Dinas Koperasi dan UKM Aceh Dinilai Gagal Dorong Industri Pengolahan, Ini Kritikan Analis ADI
Font: Ukuran: - +
Reporter : Arn
Zulfikar Mirza Peneliti Analisa Demokrasi Indonesia (ADI). Foto: Dialeksis.com
DIALEKSIS.COM | Aceh - Zulfikar Mirza Peneliti Analisa Demokrasi Indonesia (ADI), mengkritik kinerja Dinas Koperasi dan Usaha Kecil Menengah (UKM) Aceh yang dinilai gagal di kepemimpinan Azhari, S.Ag, M.Si selaku kepala dinas mendorong lahirnya industri pengolahan di Tanah Rencong. Padahal, menurutnya, Aceh memiliki potensi besar dari segi sumber daya alam maupun sumber daya manusia.
“Dinas Koperasi dan UKM Aceh selama ini bekerja tanpa visi yang jelas untuk menciptakan industri kecil dan menengah di sektor baru, khususnya industri pengolahan,” ujar Zulfikar Mirza atau disapa akrab Jogal kepada Dialeksis.com, Sabtu (11/01/2025).
Zulfikar menyoroti minimnya capaian signifikan dalam pengembangan usaha mikro, kecil, dan menengah (UMKM) di Aceh. Meskipun berbagai program pembinaan telah dilakukan, hasil yang dicapai dinilai belum maksimal.
“Industri pengolahan skala kecil apa yang sudah berhasil mereka wujudkan? Kalau pun ada, jumlahnya sangat sedikit, dan itu pun sebagian besar merupakan inisiatif para pelaku UMKM sendiri, bukan hasil dari peran aktif dinas terkait,” tegasnya.
Untuk itu kata Zulfikar, ke depannya sosok kepala dinas harus diganti, termasuk struktur di dalamnya agar lebih sehat secara lingkungan dan semangat mewujudkan visi dan misi maupun program Muzakir Manaf dan Fadhullah.
Perlu Transformasi Strategis
Lebih lanjut, Zulfikar mendorong agar Dinas Koperasi dan UKM Aceh tidak hanya berfokus pada pembinaan pelaku usaha, tetapi juga mengambil langkah nyata untuk menciptakan industri pengolahan berbagai komoditas. Hal ini penting untuk memberikan nilai tambah secara ekonomi sekaligus membuka peluang lapangan kerja baru.
“Selama ini, Aceh hanya memproduksi bahan mentah tanpa diolah menjadi produk dengan nilai ekonomis tinggi. Ini sangat disayangkan,” katanya.
Sebagai solusi, Zulfikar menyarankan Dinas Koperasi dan UKM Aceh untuk merancang program pembinaan UMKM yang lebih inovatif dengan melibatkan para ahli, pakar, dan praktisi kewirausahaan.
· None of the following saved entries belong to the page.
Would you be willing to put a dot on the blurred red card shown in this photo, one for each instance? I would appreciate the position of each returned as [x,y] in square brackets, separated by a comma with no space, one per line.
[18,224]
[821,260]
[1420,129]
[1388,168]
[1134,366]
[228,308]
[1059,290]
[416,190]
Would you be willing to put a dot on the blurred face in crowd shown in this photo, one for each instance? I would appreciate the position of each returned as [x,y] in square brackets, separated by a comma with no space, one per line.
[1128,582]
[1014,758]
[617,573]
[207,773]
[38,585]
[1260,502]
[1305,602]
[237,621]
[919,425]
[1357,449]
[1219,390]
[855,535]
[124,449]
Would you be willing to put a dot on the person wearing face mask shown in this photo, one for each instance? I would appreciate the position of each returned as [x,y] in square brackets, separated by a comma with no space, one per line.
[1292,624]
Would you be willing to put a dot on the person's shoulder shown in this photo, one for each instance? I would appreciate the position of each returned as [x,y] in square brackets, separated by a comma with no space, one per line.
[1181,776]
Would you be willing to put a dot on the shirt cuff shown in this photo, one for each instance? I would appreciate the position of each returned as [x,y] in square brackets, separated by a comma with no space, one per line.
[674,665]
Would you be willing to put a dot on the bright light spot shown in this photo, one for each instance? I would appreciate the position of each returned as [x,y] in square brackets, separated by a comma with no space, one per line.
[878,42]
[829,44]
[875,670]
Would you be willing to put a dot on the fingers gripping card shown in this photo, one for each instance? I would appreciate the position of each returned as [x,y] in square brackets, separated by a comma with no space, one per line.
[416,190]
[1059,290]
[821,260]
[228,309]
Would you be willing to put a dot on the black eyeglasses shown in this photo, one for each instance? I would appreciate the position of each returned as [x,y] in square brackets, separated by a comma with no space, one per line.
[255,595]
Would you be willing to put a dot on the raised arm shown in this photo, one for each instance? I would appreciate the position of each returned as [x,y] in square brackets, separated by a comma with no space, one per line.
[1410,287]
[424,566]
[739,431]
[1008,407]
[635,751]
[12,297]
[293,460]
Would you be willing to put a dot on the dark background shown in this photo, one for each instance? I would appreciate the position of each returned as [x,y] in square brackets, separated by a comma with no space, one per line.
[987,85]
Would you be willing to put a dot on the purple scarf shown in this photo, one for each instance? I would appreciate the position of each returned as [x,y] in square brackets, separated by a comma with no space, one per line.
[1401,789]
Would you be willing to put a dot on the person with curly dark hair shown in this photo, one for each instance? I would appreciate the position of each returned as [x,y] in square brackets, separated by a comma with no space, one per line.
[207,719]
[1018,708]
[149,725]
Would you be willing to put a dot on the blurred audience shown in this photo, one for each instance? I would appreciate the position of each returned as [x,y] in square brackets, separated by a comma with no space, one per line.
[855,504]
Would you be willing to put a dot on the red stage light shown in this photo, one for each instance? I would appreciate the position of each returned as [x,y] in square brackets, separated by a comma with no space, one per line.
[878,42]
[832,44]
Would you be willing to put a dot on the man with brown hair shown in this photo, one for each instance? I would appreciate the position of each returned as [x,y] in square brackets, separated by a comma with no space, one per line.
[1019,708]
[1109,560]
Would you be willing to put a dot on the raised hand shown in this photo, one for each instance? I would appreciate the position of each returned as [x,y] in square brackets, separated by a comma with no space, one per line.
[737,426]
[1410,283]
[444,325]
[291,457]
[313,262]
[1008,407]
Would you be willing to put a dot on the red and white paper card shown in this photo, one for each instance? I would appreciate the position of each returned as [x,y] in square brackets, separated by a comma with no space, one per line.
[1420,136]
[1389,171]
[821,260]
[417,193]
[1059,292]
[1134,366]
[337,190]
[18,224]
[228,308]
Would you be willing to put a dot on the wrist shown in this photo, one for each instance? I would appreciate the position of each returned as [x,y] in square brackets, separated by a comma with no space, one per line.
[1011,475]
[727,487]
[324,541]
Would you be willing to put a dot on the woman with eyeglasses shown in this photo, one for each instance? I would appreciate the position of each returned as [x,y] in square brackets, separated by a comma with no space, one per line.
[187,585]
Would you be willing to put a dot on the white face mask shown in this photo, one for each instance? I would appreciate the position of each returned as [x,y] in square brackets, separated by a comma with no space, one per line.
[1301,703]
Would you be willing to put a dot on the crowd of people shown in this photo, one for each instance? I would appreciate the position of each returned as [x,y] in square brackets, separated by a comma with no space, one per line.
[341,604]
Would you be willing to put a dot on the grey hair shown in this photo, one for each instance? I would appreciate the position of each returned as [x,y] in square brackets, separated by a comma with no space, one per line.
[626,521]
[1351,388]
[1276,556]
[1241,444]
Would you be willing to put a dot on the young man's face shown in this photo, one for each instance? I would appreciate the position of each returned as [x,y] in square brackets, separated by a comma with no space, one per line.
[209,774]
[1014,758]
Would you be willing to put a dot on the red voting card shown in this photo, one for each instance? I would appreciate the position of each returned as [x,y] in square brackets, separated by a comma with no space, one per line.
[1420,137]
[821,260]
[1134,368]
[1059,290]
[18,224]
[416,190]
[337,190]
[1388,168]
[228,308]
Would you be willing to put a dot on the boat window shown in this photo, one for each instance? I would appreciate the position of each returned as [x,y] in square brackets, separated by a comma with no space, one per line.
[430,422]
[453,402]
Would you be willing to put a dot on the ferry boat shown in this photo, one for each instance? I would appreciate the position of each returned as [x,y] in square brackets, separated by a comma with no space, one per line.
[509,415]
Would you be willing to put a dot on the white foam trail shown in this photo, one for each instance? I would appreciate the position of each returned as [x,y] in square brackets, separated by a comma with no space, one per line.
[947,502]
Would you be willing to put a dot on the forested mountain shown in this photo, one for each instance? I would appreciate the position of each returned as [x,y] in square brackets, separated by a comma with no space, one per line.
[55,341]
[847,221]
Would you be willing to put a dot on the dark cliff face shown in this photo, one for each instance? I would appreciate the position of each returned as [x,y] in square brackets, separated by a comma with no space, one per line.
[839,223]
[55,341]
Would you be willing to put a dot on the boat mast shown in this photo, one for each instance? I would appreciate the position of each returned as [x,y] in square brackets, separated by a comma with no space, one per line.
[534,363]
“Dibutuhkan program-program yang terencana dengan baik dan dijalankan secara profesional. Pengembangan UMKM serta penciptaan industri pengolahan memerlukan visi strategis dan kolaborasi lintas sektor,” ungkapnya.
Menurutnya, kolaborasi dengan berbagai pihak, termasuk sektor swasta, akademisi, dan pemerintah daerah, sangat penting untuk mewujudkan cita-cita tersebut.
“Dinas terkait harus keluar dari pola kerja konvensional dan mulai membangun sinergi yang efektif. Hanya dengan cara itu Aceh dapat bangkit menjadi sentra industri pengolahan yang berdaya saing,” pungkas Zulfikar.